[net.audio] Games Recordists Play

5121cdd@houxm.UUCP (C.DORY) (03/29/84)

Some interest was expressed to me in exactly what sort of tricks recording
engineers play.  I will try to explain a few to give an idea on just
how "unpure" the recordings we hold near and dear to our hearts really are.

One good example in documented in a well-respected book written by
John Eargle.  In his book, Mr. Eargle explains how there is a high-frequency
roll-off due to air absorption.  This phenomenon exists and is humidity
dependent (the lower the humidity, the less absorption -- this is correct
even though it is contrary first thought).  Anyway, Mr.
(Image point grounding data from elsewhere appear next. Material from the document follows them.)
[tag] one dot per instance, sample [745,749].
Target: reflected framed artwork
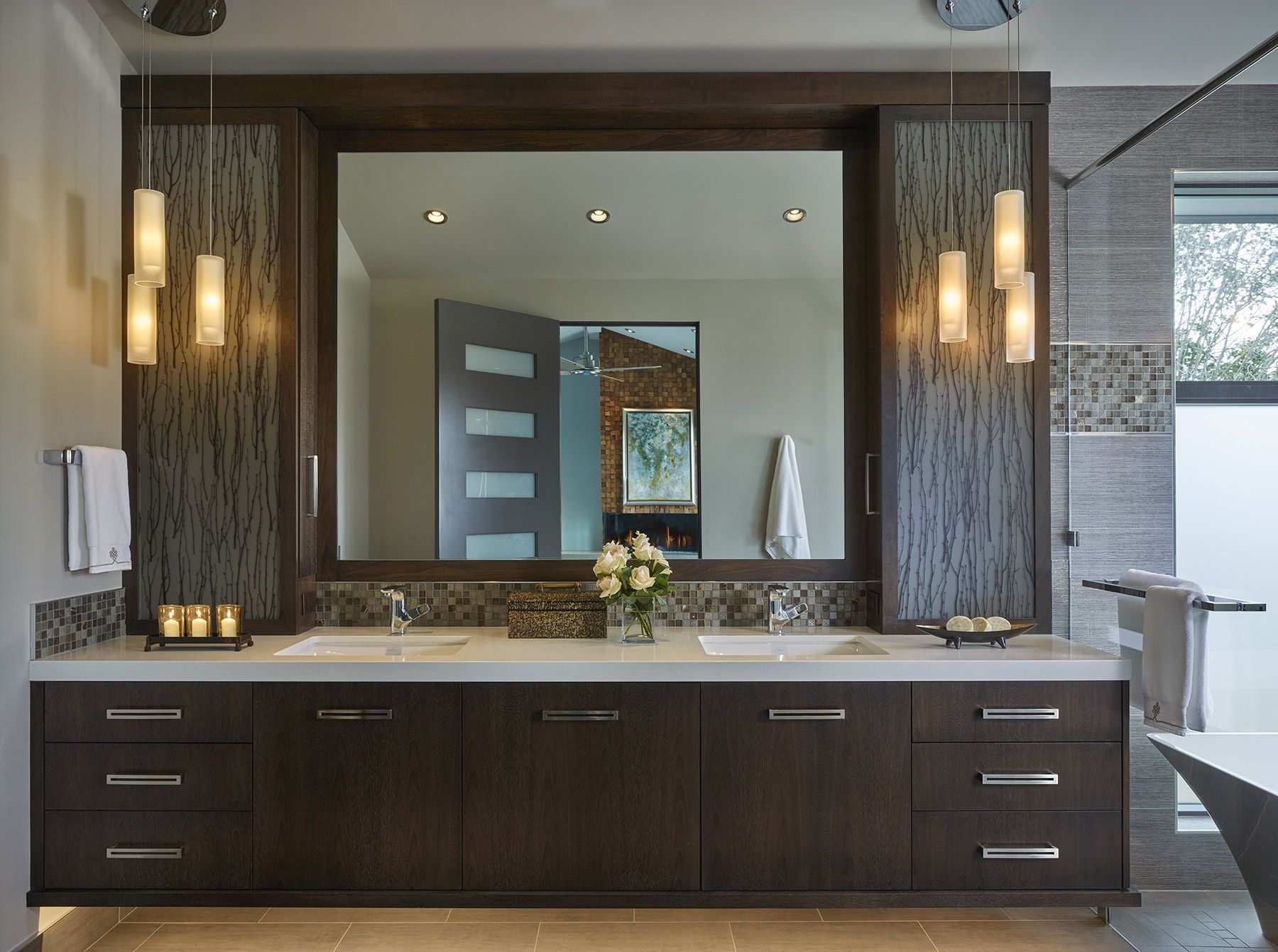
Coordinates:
[658,460]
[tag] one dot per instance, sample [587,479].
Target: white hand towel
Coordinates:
[787,524]
[1174,664]
[97,511]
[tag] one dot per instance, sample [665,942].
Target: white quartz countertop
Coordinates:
[677,656]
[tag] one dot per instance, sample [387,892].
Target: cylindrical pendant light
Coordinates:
[1010,206]
[1020,322]
[952,297]
[951,266]
[210,268]
[141,322]
[210,300]
[150,265]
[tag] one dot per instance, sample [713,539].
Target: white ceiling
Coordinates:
[1083,43]
[522,215]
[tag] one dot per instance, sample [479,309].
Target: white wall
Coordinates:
[354,294]
[59,344]
[772,363]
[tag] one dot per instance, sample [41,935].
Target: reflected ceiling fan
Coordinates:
[587,364]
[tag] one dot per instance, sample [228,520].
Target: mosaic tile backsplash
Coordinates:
[712,603]
[76,621]
[1112,388]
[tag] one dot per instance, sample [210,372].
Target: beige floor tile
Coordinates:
[634,937]
[830,937]
[329,914]
[909,915]
[196,914]
[542,915]
[449,937]
[241,937]
[726,915]
[1046,914]
[126,937]
[1017,937]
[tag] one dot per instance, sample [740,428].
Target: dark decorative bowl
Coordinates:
[958,639]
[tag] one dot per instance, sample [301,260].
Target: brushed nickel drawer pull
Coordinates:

Eargle proceeds
to explain that do to the air absorption of high frequencies, a
10 to 12 dB rise around 10K Hz. was required when recording organs
to compensate for the distance from the pipes to the mikes!!
I recorded Anthony Newman in the Cathedral of the Sacred Heart last
week.  This organ is very large (140 ranks in nine divisions) and so
is the Cathedral (reverb time of 4 seconds).  I was one hundred feet
from some of the pipes.  I guarantee you that if I had boosted the
high end on the recording, my client's ears would have bled when
Anthony Newman kicked in the trompettes (very brash wooden pipes --
lots of overtones).

Other "solutions" to the air absorption "problem" is to use mikes that
have a rising high-end -- Telarc goes this route.  The omnidirectional
Schoeps that Jack Renner uses have a 5 dB peak around 10K Hz.  Yet
another method is multimiking (sacrilege).  Something strikes me funny
in that all these "tried and true" methods attack a problem that
should not be solved.  When a symphony plays a concert, the best seat
is in the middle of the orchestra section not on top of the musicians.
The only seats in a cathedral are the pews -- the organs are designed
to play for that audience.

One can easily see, then, why many of the CDs sound "awful".  A great
majority of the masters made today are recorded by "engineers" that
use too many of the wrong kind of mikes and then equalize the whole
thing right before running it through a limiter (or is it peak limit
before running through an equalizer).  In any event the CD, in theory,
does not suffer from some of the losses that LP does and these
sins become more prevalent on the CD.

This brings us down to money.  The record companies that have the capital
to make CDs use the wrong engineers (with exception to Telarc -- 
Jack Renner is very good even though he uses too many mikes).
I was overjoyed in seeing only twelve(!?) mikes on the New York Phil
at a recent performance being recorded for PBS.